L’Europe avait déjà une présidente lesbienne (l’Islandaise Johanna Sigurdardottir), un vice-chancelier (Guido Westerwelle en Allemagne) et des maires gays (Klaus Wowereit à Berlin, Bertrand Delanoë à Paris et Xavier Bettel, élu bourgmestre de Luxembourg-Ville le 9 octobre dernier), elle a désormais un Premier ministre ouvertement homosexuel.

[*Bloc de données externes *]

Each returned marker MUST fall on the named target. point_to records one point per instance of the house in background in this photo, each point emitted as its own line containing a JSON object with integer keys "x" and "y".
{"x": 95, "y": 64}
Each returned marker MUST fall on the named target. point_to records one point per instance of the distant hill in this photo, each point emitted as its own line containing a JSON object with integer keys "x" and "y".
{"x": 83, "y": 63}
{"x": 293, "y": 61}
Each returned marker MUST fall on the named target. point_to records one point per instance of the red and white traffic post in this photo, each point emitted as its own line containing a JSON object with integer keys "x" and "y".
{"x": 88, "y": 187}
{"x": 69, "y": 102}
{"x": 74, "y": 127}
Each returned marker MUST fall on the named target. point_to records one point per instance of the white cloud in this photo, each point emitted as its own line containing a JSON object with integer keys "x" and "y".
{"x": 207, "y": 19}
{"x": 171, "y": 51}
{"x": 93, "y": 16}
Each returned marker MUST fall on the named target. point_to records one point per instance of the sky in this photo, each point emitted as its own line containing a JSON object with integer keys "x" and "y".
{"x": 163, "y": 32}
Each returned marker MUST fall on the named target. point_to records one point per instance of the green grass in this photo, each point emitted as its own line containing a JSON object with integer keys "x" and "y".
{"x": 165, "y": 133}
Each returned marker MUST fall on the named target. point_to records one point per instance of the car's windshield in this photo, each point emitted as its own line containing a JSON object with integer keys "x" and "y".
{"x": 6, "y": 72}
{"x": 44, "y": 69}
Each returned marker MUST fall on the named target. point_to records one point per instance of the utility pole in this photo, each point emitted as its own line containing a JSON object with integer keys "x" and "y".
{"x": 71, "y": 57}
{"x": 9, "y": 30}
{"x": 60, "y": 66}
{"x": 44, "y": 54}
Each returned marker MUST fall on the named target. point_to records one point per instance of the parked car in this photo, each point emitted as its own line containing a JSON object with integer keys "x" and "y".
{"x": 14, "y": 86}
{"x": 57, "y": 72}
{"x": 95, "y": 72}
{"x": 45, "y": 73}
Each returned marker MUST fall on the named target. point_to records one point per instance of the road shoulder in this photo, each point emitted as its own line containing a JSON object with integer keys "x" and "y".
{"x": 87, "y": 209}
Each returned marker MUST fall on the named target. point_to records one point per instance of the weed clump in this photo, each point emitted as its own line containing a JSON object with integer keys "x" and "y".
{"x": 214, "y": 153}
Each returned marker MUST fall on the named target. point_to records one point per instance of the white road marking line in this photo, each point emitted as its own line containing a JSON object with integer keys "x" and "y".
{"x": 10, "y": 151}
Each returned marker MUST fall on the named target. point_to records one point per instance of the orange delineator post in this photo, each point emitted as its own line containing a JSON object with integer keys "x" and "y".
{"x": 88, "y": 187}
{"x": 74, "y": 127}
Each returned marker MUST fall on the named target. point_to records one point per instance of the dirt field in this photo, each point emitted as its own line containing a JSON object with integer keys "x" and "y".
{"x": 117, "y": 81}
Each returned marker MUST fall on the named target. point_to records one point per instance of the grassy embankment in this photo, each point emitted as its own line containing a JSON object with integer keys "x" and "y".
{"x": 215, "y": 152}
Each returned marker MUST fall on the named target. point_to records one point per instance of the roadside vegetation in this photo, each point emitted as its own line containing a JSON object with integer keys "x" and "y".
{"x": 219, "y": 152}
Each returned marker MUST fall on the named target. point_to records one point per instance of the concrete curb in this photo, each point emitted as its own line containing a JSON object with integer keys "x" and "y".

Chargé par le roi Albert II de former un gouvernement, dans un pays qui n’en avait plus depuis juin 2010, Elio Di Rupo y est enfin parvenu. La tâche n’a pas été simple, le patron des socialistes belges francophones a même fait mine de baisser les bras il y a quelques jours, mais cette fois, c’est bon, Elio Di Rupo a été nommé hier soir, les prestations de serment auront lieu à 15h, la Belgique a de nouveau un gouvernement: 13 ministres (sept francophones, dont Di Rupo, et six Flamands), six secrétaires d’État (deux francophones et quatre Flamands), issu-e-s de six partis, qui ont mis 19 heures à se répartir les fonctions.

EN FAVEUR DE L’ÉGALITÉ DES DROITS
Né en 1951 à Morlanwelz (Wallonie), dans une fratrie de sept enfants, Elio Di Rupo devient orphelin de père à un an. Sa mère, analphabète, reste veuve et, pour des raisons financières, doit placer trois de ses enfants à l’assistance publique. Après de brillantes études, Elio Di Rupo décroche un doctorat en chimie avant de se lancer en politique au sein du PS francophone, dont il prend la direction en 1999. Ses talents de tacticien hors pair lui valent le surnom de «régent du royaume».

C’est sous sa houlette que le PS francophone fait adopter une série de lois en faveur de l’égalité des droits dans le royaume: ouverture du mariage civil aux personnes de même sexe en 2002, autorisation d’adopter quatre ans plus tard, en 2006, et plus récemment, une législation anti-discrimination qui sanctionne notamment les discriminations fondées sur l’orientation sexuelle.

OUTÉ LORS DE L’AFFAIRE DUTROUX
Connu pour sa distinction et ses nœuds papillons aux couleurs chatoyantes, Elio di Rupo a été outé par la presse en pleine affaire Dutroux en 1996. Un jeune homosexuel l’accuse alors d’avoir abusé sexuellement de lui lorsqu’il était mineur. Même s’il est rapidement mis hors de cause, l’affaire l’a forcé à évoquer publiquement son homosexualité, jusque-là gardée très discrète.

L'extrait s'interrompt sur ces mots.